Anthologies, too, have to get diversity right, and a publisher has to do it repeatedly across multiple projects in order for the publisher to be considered welcoming to diverse and diverse-authored content. The editors of those anthologies also have to prove that they can consistently curate diverse-authored content across multiple projects. Seeing publications getting it right or trying to do so was one of the things that made reading slush for the Glitter & Mayhem anthology way back when such a pleasure. Not everything that came in for that anthology was perfect. But the bulk of what I saw in my portion of that slush pile were pieces that were going hammer and tongs at diversity, representation, and general oddity in the best possible sense.

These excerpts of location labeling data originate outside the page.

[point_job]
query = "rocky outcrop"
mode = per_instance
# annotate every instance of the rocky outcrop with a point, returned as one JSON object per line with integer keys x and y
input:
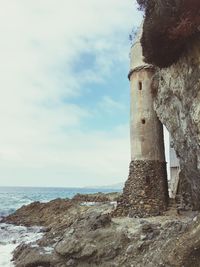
{"x": 90, "y": 237}
{"x": 145, "y": 192}
{"x": 168, "y": 27}
{"x": 97, "y": 197}
{"x": 177, "y": 104}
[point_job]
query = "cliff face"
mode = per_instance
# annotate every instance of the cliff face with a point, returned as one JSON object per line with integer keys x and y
{"x": 168, "y": 26}
{"x": 177, "y": 104}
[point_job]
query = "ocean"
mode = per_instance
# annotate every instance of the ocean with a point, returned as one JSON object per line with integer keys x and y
{"x": 12, "y": 198}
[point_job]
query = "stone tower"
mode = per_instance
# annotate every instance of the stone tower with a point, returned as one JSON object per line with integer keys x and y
{"x": 146, "y": 190}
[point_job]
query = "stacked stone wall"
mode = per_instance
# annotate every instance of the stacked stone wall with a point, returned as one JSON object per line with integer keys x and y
{"x": 146, "y": 190}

It’s funny, too, because you find that effective diverse content crops up in places you wouldn’t expect. All kinds of diverse content showed up in the slush pile for the Fearful Symmetries anthology, often in completely normalized, rather than exoticized, contexts. I say that with such shock because the bulk of horror fiction is just appallingly bad at doing diversity and representation well. This is primarily because horror fiction less frequently focuses on the uncanny side of horror, the numinous or otherwise transformative, and is instead transgressive and victim-oriented. Transgression itself is not my problem here, but rather who that transgression is perpetrated against and how. Because the different ways in which violence is directed in horror fiction perpetuates, by example, the idea of a stratification of victimhood: Who should you care more about as a victim? What skin colour, race, and other orientations do you most readily identify with?
Those stratifications of victimhood, and many of the functions of horror as transgressive wish-fulfillment fantasy, play into a fascinating, if disturbing, affirmation of heteronormative gender roles: Men prey on women. Men rescue women. These two functions are established as natural, and reinforced by their repetition. When women prey on men there’s subversion at work (with the qualification that this, too, can be a misogynistic trope). And when women rescue men there’s an upheaval of social roles that is totally intolerable to a wide subset of people. But you have to enact, and keep enacting, upheaval if you want to create space for diverse content. The sheer weight of fiction that elides diverse content is staggering, and requires a tectonic shift to redress. In earlier eras of fiction the elision of diversity was both an act of suppression and an appalling obliviousness to the racist, queerphobic, and otherwise dismissive agenda underlying the worldview of so many published writers. In modern fiction, that same elision is simply unforgiveable.
We all need to be creating upheaval in fiction. The representation of underrepresented groups and cultures in Western literature pushes against the bulwark of colonialist, hegemonic, heteronormative, white-centric narratives. They are reshaping the field. They are actively changing the conversation.
That’s the kind of thing you always want to see in a slush pile, whether the stories are Queer-centric or otherwise. Because as an editor, you always want to see the things that push the conversation further. And as a writer, you always hope you’re writing the piece that makes that happen.